Yet another way of looking at this problem is as follows.

Consider the matrices

\begin{equation*} A = \left( \begin{array}{c | c | c | c | c | c | c} a_0 \amp \cdots \amp a_{k-1} \amp a_k \amp a_{k+1} \amp \cdots \amp a_{n-1} \end{array} \right) \end{equation*}

and

\begin{equation*} Q = \left( \begin{array}{c | c | c | c | c | c | c} q_0 \amp \cdots \amp q_{k-1} \amp q_k \amp q_{k+1} \amp \cdots \amp q_{n-1} \end{array} \right) \end{equation*}

We observe that

\(\Span( \{a_0\} ) = \Span( \{ q_0 \} ) \)

Hence \(a_0 = \rho_{0,0} q_0 \) for some scalar \(\rho_{0,0} \text{.}\)
\(\Span( \{a_0, a_1\} ) = \Span( \{ q_0, q_1 \} ) \)

Hence

\begin{equation*} a_1 = \rho_{0,1} q_0 + \rho_{1,1} q_1 \end{equation*}

for some scalars \(\rho_{0,1}, \rho_{1,1} \text{.}\)
In general, \(\Span( \{a_0, \ldots, a_{k-1}, a_{k}\} ) = \Span( \{ q_0, \ldots, q_{k-1}, q_k \} ) \)

Hence

\begin{equation*} a_k = \rho_{0,k} q_0 + \cdots + \rho_{k-1,k} q_{k-1} + \rho_{k,k} q_k \end{equation*}

for some scalars \(\rho_{0,k}, \cdots, \rho_{k,k} \text{.}\)
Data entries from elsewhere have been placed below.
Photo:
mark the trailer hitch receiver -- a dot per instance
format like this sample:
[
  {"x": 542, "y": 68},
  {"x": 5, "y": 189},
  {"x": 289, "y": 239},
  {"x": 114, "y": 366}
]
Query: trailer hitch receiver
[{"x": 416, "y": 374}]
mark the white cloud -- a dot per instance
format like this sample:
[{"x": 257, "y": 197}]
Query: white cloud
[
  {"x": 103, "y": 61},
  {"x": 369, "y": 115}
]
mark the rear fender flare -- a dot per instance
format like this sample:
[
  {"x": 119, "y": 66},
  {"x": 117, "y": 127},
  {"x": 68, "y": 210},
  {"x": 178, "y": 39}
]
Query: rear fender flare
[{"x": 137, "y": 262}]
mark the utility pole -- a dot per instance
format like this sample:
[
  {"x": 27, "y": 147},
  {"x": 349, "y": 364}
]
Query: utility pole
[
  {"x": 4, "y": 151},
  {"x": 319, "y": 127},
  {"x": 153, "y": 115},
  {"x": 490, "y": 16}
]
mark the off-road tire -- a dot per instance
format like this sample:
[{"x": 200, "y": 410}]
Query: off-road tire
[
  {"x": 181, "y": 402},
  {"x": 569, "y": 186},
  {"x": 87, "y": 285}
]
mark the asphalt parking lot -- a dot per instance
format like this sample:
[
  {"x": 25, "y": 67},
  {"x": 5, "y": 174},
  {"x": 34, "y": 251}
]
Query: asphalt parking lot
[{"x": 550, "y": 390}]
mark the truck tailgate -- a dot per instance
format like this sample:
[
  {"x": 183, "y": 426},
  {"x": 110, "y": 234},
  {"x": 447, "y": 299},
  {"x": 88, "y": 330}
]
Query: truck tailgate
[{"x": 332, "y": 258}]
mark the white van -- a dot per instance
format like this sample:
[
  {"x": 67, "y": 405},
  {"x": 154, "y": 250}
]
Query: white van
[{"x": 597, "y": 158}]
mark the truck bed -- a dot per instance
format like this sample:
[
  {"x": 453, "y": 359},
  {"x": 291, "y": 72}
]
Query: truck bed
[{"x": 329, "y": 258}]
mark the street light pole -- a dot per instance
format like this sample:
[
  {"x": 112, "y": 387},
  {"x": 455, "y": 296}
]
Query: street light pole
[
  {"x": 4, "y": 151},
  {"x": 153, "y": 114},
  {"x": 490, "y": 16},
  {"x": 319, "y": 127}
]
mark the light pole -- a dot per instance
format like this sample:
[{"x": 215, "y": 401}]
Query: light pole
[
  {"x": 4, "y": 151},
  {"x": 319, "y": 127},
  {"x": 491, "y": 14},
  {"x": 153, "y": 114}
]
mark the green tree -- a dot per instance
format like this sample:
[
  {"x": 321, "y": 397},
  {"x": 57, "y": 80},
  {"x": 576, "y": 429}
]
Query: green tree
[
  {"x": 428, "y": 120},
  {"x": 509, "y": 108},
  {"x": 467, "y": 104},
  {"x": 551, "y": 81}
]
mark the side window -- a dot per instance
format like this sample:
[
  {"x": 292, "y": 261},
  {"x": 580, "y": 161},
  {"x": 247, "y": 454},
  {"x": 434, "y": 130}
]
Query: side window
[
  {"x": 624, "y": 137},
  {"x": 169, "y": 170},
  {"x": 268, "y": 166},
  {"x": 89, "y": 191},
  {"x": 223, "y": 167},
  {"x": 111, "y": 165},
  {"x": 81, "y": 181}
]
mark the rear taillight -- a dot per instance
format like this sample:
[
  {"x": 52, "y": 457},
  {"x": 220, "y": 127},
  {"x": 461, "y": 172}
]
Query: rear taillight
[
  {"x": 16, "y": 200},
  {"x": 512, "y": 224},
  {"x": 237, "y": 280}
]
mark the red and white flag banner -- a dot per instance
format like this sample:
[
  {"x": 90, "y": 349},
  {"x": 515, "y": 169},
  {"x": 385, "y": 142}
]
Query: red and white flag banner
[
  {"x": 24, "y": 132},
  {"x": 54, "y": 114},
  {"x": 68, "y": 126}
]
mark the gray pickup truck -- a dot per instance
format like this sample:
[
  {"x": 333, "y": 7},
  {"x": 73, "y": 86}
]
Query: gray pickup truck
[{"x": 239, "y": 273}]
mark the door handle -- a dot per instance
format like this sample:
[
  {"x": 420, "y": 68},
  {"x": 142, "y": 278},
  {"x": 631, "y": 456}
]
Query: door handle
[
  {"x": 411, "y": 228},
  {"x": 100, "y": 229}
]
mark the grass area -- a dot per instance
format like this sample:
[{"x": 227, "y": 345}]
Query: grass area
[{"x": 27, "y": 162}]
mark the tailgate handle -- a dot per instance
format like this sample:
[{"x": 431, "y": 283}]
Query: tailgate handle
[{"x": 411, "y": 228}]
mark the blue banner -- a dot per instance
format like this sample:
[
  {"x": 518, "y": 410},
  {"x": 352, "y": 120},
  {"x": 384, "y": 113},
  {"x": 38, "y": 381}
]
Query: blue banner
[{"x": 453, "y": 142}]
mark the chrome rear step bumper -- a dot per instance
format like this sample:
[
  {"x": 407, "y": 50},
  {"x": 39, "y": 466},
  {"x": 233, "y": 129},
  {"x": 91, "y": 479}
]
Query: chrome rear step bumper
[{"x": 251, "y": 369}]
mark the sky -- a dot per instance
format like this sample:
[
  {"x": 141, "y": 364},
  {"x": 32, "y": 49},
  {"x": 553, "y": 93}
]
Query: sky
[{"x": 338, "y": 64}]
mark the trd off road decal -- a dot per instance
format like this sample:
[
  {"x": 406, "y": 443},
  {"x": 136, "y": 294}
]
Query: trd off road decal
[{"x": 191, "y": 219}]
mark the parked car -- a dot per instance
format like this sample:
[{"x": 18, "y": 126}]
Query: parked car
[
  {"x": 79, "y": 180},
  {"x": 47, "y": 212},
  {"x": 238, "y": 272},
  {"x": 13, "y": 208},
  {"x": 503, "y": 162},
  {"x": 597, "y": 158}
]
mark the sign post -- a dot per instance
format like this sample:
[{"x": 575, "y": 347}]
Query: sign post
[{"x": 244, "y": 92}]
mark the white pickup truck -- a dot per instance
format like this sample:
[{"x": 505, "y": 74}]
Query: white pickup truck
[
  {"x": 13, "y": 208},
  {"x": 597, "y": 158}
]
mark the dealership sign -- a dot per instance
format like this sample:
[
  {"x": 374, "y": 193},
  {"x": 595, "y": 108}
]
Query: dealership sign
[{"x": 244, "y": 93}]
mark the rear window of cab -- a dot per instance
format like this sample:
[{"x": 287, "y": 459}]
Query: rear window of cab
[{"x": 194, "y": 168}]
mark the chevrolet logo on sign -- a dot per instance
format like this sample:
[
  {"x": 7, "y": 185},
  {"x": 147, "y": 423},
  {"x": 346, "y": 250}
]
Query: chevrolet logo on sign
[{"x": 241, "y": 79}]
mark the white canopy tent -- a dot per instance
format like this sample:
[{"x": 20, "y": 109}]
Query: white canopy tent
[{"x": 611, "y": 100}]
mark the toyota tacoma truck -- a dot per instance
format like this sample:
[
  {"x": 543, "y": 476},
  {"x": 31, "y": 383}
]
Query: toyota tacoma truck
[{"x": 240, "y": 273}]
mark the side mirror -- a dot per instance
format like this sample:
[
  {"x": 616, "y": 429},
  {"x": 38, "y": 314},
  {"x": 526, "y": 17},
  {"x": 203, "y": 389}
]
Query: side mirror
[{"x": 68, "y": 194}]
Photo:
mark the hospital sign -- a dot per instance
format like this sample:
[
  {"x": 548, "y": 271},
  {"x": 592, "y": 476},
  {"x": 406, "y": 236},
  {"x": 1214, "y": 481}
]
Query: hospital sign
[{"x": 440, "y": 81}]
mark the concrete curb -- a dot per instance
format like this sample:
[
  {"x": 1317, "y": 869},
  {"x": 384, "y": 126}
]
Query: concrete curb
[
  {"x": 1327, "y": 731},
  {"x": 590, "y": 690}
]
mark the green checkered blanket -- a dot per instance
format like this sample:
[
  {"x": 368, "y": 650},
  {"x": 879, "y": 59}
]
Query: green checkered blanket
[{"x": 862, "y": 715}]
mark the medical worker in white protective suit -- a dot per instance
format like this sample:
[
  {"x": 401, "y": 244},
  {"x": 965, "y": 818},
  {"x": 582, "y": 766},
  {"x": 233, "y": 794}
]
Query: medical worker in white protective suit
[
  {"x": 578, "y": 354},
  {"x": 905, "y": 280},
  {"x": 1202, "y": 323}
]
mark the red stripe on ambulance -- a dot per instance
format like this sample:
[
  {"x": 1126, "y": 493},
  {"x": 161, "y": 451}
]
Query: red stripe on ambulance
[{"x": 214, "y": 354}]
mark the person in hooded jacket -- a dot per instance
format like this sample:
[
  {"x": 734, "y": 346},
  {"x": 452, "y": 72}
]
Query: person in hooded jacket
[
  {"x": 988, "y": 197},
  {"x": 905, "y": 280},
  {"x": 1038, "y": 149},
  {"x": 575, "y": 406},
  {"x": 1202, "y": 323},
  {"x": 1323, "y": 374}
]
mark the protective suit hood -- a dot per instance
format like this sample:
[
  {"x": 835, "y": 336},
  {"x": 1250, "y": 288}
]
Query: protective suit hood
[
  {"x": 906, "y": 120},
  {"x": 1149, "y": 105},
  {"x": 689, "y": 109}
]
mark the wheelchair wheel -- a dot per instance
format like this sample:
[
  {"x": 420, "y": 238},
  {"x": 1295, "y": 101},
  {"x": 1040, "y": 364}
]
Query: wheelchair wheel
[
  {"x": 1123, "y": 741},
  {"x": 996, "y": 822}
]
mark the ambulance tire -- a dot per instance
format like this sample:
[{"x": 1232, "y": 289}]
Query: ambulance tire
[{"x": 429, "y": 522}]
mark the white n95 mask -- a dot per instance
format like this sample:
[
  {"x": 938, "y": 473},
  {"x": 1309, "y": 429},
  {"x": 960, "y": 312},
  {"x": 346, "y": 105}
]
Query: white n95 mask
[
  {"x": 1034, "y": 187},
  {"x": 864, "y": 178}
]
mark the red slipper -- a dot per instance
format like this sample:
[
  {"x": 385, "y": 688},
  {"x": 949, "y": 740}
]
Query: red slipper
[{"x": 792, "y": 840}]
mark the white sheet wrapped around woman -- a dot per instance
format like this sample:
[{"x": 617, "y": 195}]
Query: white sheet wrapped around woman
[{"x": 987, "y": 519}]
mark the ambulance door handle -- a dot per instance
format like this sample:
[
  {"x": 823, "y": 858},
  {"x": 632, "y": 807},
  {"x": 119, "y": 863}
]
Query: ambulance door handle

Let's assume that \(q_0, \ldots, q_{k-1} \) have already been computed and are mutually orthonormal. Consider

\begin{equation*} a_k = \rho_{0,k} q_0 + \cdots + \rho_{k-1,k} q_{k-1} + \rho_{k,k} q_k. \end{equation*}

Notice that

\begin{equation*} \begin{array}{rcl} q_k^H a_k \amp = \amp q_k^H \left( \rho_{0,k} q_0 + \cdots + \rho_{k-1,k} q_{k-1} + \rho_{k,k} q_k \right) \\ \amp = \amp \rho_{0,k} \begin{array}[t]{c} \underbrace{ q_k^H q_0 } \\ 0 \end{array} + \cdots + \rho_{k-1,k} \begin{array}[t]{c} \underbrace{ q_k^H q_{k-1} } \\ 0 \end{array} + \rho_{k,k} \begin{array}[t]{c} \underbrace{ q_k^H q_k } \\ 1 \end{array} \end{array} \end{equation*}

so that

\begin{equation*} \rho_{i,k} = q_i^H a_k, \end{equation*}

for \(i = 0, \ldots , k-1 \text{.}\) Next, we can compute

\begin{equation*} a_k^\perp = a_k - \rho_{0,k} q_0 - \cdots - \rho_{k-1,k} q_{k-1} \end{equation*}

and, since \(\rho_{k,k} q_k = a_k^\perp\text{,}\) we can choose

\begin{equation*} \rho_{k,k} = \| a_k^\perp \|_2 \end{equation*}

and

\begin{equation*} q_k = a_k^\perp / \rho_{k,k} \end{equation*}

Remark 3.2.1.1.

For a review of Gram-Schmidt orthogonalization and exercises orthogonalizing real-valued vectors, you may want to look at Linear Algebra: Foundations to Frontiers (LAFF) [27] Week 11.